The output you provide is mostly up to you, but should include as a minimum:
+ Full food name (as found in the database, not the search string)
+ Food weight (as provided to the function)
+ Nutrient values for:
- Water
- Protein
- Carbohydrates (the `Carbohydrt` field)
- Fats (sum of the fields `FA_Sat`, `FA_Mono` and `FA_Poly`)
A few more things to consider. First, the database contains information for
over 7,500 food items. That may be a lot to search and do string comparisons
on. If you find your searches going very slowly, consider caching the data
to a more search-efficient format.
Second, consider writing some tests with database integrity in mind. For
example, at a quick glance, it appears that all the food names are presented
in the database in full-caps. But if you base your search on this assumption,
you may miss at least one food (or perhaps more) in your search, as at least
one food was entered into ABBREV.txt in mixed-case.
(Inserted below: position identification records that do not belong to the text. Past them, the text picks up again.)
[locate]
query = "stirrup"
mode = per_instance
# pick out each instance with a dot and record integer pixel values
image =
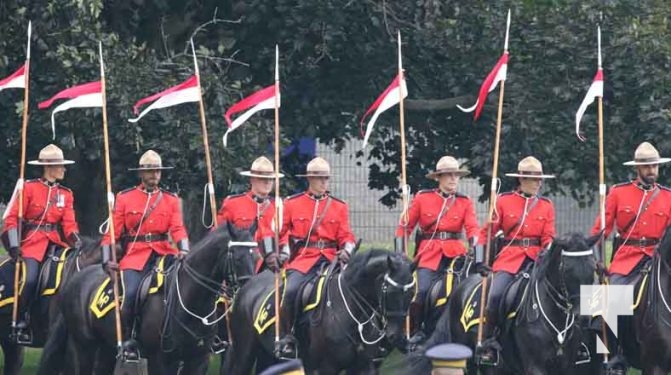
(285, 348)
(218, 345)
(22, 336)
(583, 355)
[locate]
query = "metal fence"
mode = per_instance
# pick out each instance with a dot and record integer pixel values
(375, 223)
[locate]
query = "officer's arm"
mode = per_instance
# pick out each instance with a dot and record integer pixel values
(177, 229)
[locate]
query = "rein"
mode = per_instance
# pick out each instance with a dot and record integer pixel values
(560, 297)
(363, 306)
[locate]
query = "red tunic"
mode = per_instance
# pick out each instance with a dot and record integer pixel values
(36, 210)
(622, 204)
(539, 224)
(300, 215)
(242, 209)
(165, 218)
(425, 209)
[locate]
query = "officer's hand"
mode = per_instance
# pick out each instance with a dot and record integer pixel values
(272, 262)
(483, 269)
(111, 268)
(15, 252)
(601, 269)
(343, 256)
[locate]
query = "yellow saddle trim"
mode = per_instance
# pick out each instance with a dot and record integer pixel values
(10, 300)
(449, 283)
(59, 273)
(262, 320)
(466, 316)
(101, 301)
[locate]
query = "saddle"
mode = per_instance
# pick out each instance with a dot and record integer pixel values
(311, 295)
(51, 275)
(152, 283)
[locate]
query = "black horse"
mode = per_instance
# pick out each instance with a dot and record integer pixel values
(646, 337)
(361, 316)
(176, 326)
(43, 311)
(544, 336)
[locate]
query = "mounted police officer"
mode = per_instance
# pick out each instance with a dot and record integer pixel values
(48, 210)
(255, 207)
(448, 359)
(524, 224)
(315, 231)
(638, 212)
(442, 215)
(145, 218)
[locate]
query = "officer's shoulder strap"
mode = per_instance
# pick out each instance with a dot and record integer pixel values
(127, 190)
(238, 195)
(294, 196)
(170, 193)
(337, 199)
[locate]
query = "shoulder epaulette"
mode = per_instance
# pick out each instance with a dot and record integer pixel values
(170, 193)
(235, 195)
(126, 191)
(337, 199)
(621, 184)
(294, 196)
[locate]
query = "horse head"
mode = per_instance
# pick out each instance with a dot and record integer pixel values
(568, 264)
(240, 264)
(388, 279)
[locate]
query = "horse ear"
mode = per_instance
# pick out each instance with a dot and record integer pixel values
(593, 240)
(390, 264)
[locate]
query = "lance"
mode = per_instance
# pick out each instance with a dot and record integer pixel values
(19, 183)
(110, 203)
(278, 204)
(492, 195)
(206, 143)
(405, 191)
(602, 196)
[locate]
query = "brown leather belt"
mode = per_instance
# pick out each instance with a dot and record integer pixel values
(440, 235)
(641, 242)
(46, 227)
(523, 242)
(322, 244)
(147, 237)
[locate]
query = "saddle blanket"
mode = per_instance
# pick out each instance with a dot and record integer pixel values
(311, 296)
(103, 300)
(51, 274)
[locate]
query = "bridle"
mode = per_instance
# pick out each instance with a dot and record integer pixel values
(560, 297)
(378, 315)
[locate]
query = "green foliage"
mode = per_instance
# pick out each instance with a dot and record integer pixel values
(336, 57)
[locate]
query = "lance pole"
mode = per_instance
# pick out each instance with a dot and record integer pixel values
(492, 195)
(110, 204)
(19, 183)
(206, 143)
(278, 222)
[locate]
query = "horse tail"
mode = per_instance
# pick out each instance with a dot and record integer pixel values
(52, 360)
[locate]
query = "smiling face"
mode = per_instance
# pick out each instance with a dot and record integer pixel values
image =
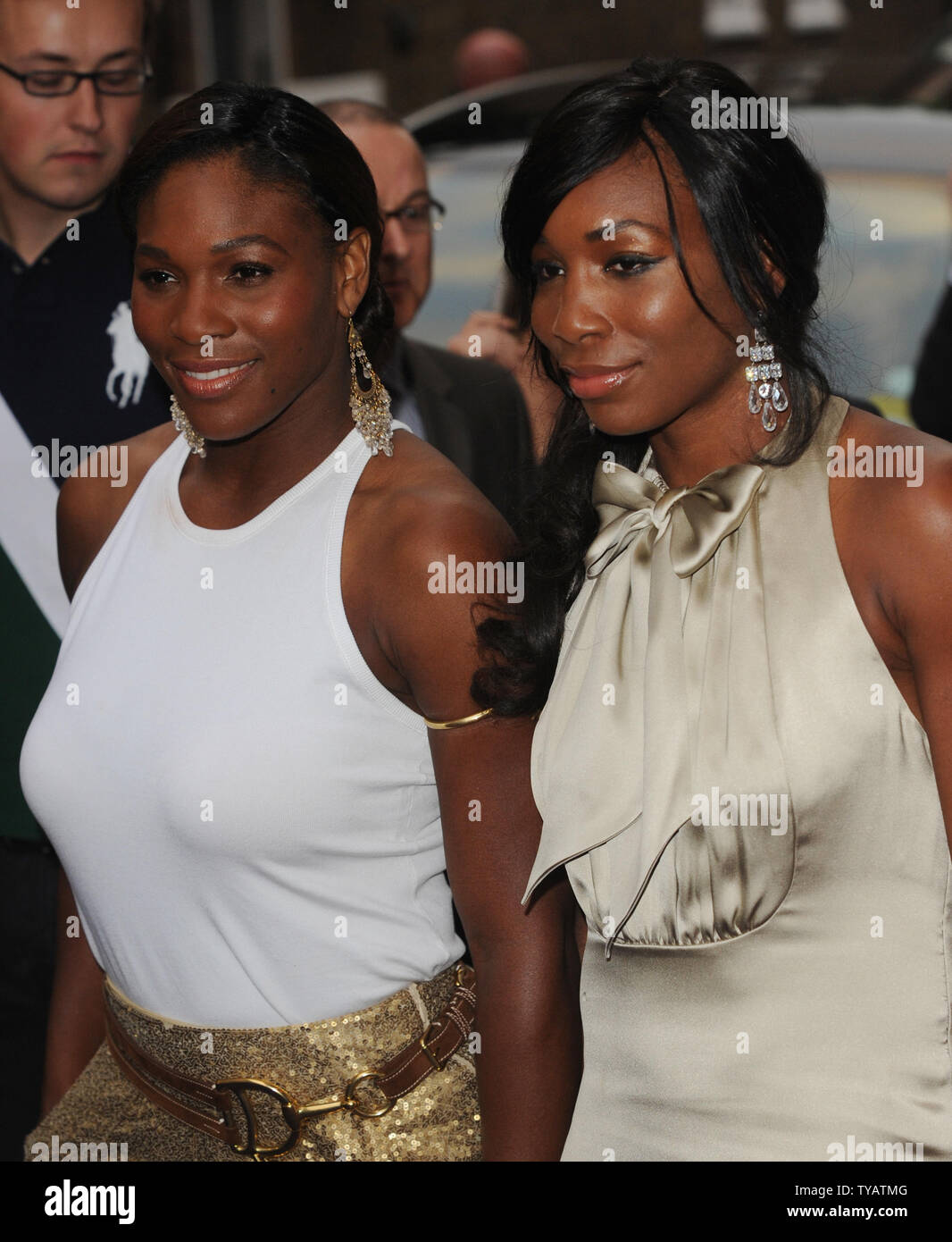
(63, 150)
(616, 313)
(239, 301)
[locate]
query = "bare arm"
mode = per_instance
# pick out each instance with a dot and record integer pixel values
(526, 962)
(76, 1012)
(87, 510)
(920, 596)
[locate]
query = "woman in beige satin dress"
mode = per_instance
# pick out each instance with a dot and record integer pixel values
(738, 634)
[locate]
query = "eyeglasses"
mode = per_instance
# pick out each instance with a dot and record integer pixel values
(53, 82)
(421, 215)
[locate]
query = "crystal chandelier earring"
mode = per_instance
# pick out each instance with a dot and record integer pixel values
(180, 419)
(369, 407)
(766, 398)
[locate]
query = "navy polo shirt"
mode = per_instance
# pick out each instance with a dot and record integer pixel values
(72, 373)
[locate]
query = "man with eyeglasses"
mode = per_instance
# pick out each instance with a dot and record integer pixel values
(72, 374)
(470, 409)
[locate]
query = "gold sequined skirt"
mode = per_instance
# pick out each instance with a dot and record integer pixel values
(437, 1120)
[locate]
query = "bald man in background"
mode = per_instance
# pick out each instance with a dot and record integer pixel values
(470, 409)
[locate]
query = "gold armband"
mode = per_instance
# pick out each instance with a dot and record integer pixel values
(457, 725)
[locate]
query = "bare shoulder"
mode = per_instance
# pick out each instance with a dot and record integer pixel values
(417, 502)
(91, 505)
(894, 480)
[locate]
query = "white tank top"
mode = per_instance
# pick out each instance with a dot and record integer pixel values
(248, 818)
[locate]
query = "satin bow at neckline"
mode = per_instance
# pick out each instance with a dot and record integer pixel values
(662, 692)
(700, 516)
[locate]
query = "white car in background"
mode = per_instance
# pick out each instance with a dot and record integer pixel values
(887, 258)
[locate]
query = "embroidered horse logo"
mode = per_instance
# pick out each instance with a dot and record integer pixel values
(130, 363)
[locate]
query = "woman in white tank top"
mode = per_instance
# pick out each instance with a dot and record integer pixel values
(232, 758)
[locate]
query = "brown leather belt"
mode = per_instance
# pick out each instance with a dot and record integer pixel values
(215, 1111)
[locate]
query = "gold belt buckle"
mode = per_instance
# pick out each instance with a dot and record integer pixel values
(292, 1112)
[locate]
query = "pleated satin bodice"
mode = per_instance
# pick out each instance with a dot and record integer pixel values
(747, 812)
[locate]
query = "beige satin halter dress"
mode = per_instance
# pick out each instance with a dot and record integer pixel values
(748, 818)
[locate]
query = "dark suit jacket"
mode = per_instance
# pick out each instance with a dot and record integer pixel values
(474, 414)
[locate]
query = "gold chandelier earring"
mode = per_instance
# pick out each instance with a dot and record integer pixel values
(180, 419)
(370, 405)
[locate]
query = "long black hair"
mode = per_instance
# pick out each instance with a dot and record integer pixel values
(758, 197)
(280, 139)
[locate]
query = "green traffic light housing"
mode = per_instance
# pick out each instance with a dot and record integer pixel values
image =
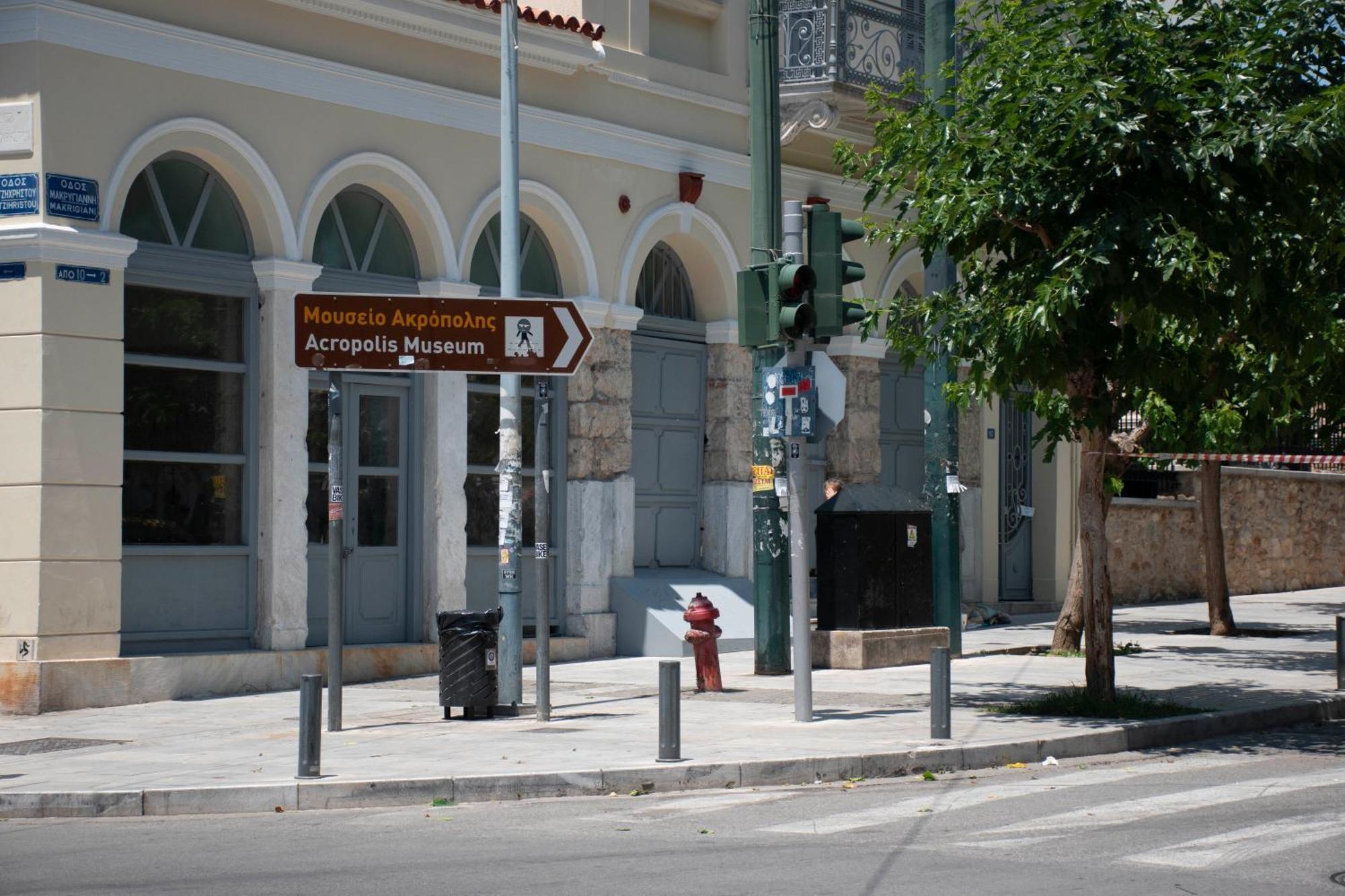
(828, 233)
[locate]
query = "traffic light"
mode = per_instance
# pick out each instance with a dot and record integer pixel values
(774, 303)
(828, 232)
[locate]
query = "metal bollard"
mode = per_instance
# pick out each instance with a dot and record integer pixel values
(670, 710)
(310, 725)
(1340, 653)
(941, 694)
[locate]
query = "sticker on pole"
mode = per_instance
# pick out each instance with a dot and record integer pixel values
(763, 478)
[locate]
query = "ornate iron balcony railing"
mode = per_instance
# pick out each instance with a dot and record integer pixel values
(851, 42)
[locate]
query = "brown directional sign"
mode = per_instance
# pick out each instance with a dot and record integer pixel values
(336, 331)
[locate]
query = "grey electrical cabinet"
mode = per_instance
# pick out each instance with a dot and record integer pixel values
(875, 564)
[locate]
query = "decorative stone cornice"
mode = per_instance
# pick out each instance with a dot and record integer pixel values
(450, 290)
(283, 274)
(851, 346)
(719, 333)
(40, 241)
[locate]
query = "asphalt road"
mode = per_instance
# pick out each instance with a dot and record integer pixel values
(1254, 814)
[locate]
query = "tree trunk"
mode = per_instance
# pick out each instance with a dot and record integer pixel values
(1070, 627)
(1100, 665)
(1213, 538)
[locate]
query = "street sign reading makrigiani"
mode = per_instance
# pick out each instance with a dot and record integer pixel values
(336, 331)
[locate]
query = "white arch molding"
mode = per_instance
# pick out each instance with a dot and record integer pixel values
(909, 266)
(406, 190)
(675, 222)
(559, 222)
(237, 163)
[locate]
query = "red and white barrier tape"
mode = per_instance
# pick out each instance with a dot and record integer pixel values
(1247, 459)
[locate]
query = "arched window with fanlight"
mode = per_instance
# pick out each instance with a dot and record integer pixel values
(189, 494)
(364, 245)
(665, 288)
(539, 278)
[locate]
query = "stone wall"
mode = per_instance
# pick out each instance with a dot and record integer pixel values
(601, 409)
(853, 454)
(1282, 532)
(728, 427)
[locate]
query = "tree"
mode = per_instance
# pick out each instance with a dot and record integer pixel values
(1149, 201)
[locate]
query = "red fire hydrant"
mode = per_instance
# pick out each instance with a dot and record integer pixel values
(704, 639)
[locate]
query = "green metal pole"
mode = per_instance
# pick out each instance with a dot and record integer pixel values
(942, 427)
(770, 540)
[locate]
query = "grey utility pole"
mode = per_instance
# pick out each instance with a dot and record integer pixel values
(769, 538)
(543, 559)
(336, 549)
(942, 425)
(797, 477)
(512, 405)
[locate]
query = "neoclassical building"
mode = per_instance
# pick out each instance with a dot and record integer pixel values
(165, 458)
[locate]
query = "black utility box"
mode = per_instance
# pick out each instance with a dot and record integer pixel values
(875, 564)
(469, 653)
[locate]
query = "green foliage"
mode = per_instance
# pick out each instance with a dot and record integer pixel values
(1078, 702)
(1149, 204)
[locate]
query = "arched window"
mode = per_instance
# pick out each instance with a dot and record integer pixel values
(539, 276)
(364, 235)
(537, 266)
(188, 499)
(181, 204)
(665, 290)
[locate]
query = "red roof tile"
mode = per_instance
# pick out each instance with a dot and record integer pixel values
(536, 15)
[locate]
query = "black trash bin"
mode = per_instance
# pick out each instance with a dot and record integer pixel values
(469, 645)
(875, 565)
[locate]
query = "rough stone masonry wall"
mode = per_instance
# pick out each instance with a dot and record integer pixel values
(728, 425)
(853, 454)
(601, 409)
(1282, 532)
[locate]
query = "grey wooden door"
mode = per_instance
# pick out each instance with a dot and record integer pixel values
(1015, 501)
(376, 572)
(668, 428)
(902, 427)
(377, 510)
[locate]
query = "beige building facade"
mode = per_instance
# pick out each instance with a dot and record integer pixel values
(165, 456)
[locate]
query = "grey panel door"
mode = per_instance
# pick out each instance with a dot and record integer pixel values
(1015, 502)
(902, 427)
(668, 428)
(377, 513)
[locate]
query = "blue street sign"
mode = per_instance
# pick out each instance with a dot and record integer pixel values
(76, 274)
(18, 196)
(72, 197)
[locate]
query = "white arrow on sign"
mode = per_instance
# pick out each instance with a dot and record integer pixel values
(572, 334)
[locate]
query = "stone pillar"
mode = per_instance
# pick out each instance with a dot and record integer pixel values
(282, 460)
(445, 470)
(61, 401)
(601, 514)
(853, 452)
(727, 475)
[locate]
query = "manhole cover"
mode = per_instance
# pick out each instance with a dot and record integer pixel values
(52, 745)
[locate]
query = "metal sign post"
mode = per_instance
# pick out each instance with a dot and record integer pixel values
(543, 560)
(336, 552)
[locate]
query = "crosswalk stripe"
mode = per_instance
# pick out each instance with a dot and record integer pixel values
(980, 794)
(677, 807)
(1132, 810)
(1247, 842)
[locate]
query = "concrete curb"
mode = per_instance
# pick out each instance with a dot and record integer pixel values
(424, 791)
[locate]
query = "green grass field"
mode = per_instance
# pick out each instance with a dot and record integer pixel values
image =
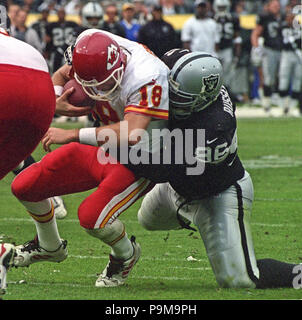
(272, 152)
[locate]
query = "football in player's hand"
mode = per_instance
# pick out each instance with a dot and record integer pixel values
(78, 97)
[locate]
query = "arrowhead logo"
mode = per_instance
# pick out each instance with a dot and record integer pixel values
(113, 56)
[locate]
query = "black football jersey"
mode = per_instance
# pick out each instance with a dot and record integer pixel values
(209, 138)
(62, 35)
(291, 37)
(271, 30)
(228, 25)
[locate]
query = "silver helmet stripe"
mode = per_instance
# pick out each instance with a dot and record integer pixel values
(187, 62)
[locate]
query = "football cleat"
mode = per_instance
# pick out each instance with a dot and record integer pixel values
(59, 207)
(31, 252)
(7, 251)
(117, 270)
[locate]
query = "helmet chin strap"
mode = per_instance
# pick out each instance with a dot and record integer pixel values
(90, 87)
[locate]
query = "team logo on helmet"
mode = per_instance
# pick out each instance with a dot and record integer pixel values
(113, 56)
(210, 83)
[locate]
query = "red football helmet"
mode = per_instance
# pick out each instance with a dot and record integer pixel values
(98, 64)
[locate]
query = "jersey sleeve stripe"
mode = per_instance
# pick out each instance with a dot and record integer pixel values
(156, 113)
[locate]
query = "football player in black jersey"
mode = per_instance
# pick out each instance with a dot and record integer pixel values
(59, 35)
(218, 201)
(229, 47)
(268, 57)
(290, 72)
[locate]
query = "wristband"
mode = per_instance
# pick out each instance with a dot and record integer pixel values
(58, 90)
(88, 136)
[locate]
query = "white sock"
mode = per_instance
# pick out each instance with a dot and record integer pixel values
(42, 212)
(284, 103)
(293, 103)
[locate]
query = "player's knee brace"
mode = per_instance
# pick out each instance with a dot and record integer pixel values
(23, 185)
(110, 234)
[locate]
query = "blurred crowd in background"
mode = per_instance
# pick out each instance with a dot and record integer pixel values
(252, 57)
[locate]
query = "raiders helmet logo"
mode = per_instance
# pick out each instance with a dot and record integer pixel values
(113, 56)
(210, 83)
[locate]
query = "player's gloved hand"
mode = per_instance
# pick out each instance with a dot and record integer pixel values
(257, 56)
(59, 136)
(64, 108)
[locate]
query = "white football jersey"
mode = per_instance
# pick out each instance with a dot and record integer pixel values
(18, 53)
(144, 90)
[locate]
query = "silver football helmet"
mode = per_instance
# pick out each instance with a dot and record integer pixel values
(92, 15)
(194, 82)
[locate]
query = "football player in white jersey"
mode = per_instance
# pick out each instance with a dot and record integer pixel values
(130, 86)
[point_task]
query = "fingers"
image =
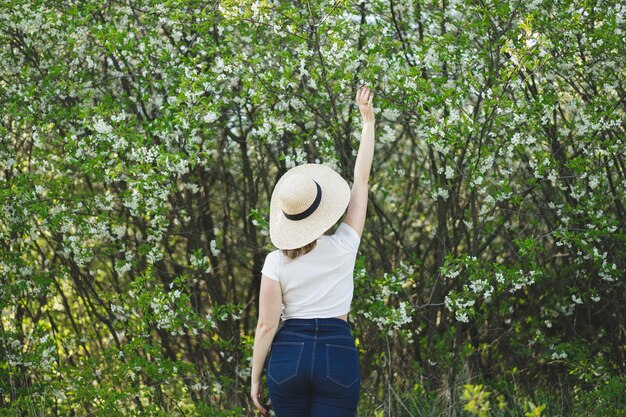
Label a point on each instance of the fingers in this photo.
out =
(258, 405)
(364, 96)
(257, 398)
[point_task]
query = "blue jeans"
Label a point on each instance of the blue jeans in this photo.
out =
(313, 369)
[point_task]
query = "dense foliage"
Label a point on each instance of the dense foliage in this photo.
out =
(140, 141)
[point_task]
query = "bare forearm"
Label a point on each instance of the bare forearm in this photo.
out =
(262, 342)
(363, 164)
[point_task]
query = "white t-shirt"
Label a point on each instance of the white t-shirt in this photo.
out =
(320, 283)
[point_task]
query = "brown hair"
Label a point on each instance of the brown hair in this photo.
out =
(294, 253)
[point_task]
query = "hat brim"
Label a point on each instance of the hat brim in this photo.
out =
(293, 234)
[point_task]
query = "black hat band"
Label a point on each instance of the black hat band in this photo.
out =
(306, 213)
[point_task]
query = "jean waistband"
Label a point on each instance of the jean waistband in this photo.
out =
(316, 323)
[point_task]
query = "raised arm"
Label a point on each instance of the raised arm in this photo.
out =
(357, 209)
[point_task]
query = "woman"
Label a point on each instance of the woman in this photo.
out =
(313, 368)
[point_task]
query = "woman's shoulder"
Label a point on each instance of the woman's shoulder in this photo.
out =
(344, 237)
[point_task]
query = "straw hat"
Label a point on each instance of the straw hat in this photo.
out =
(307, 201)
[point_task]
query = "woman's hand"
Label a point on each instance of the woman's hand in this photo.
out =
(256, 392)
(364, 97)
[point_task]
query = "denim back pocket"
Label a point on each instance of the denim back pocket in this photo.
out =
(342, 365)
(284, 361)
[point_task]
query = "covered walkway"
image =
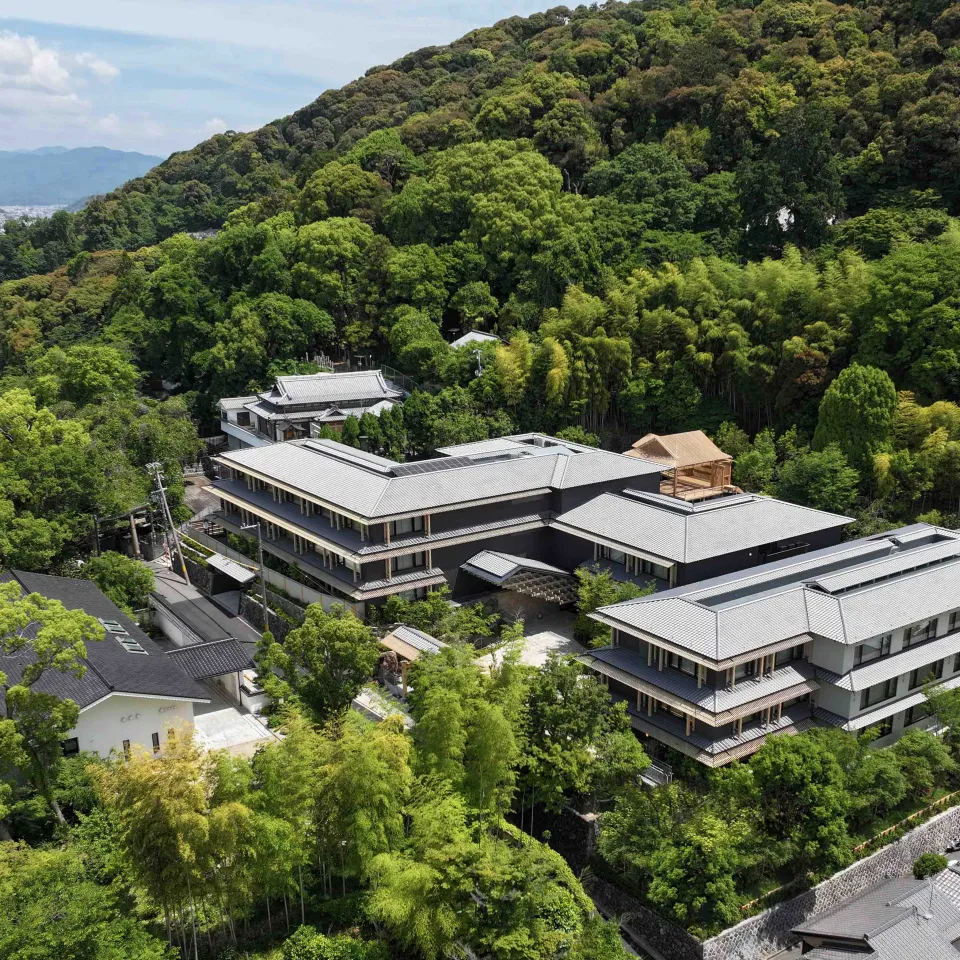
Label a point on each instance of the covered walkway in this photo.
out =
(523, 575)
There may be other errors
in the file, so consider doing a few sanity checks on the data file before
diving into the heart of the quiz. (Feel free to post integrity test code
to the mailing list before the waiting period is up.)
Third, and finally, part of the goal here is to make available another
large, interesting database for future Ruby Quiz problems. There are plenty
of opportunities available here... meal planning is just one example.
Keep this in mind while designing your solution: we want a firm foundation
for searching this nutrient database so that future problems can focus on
examining the results of the search.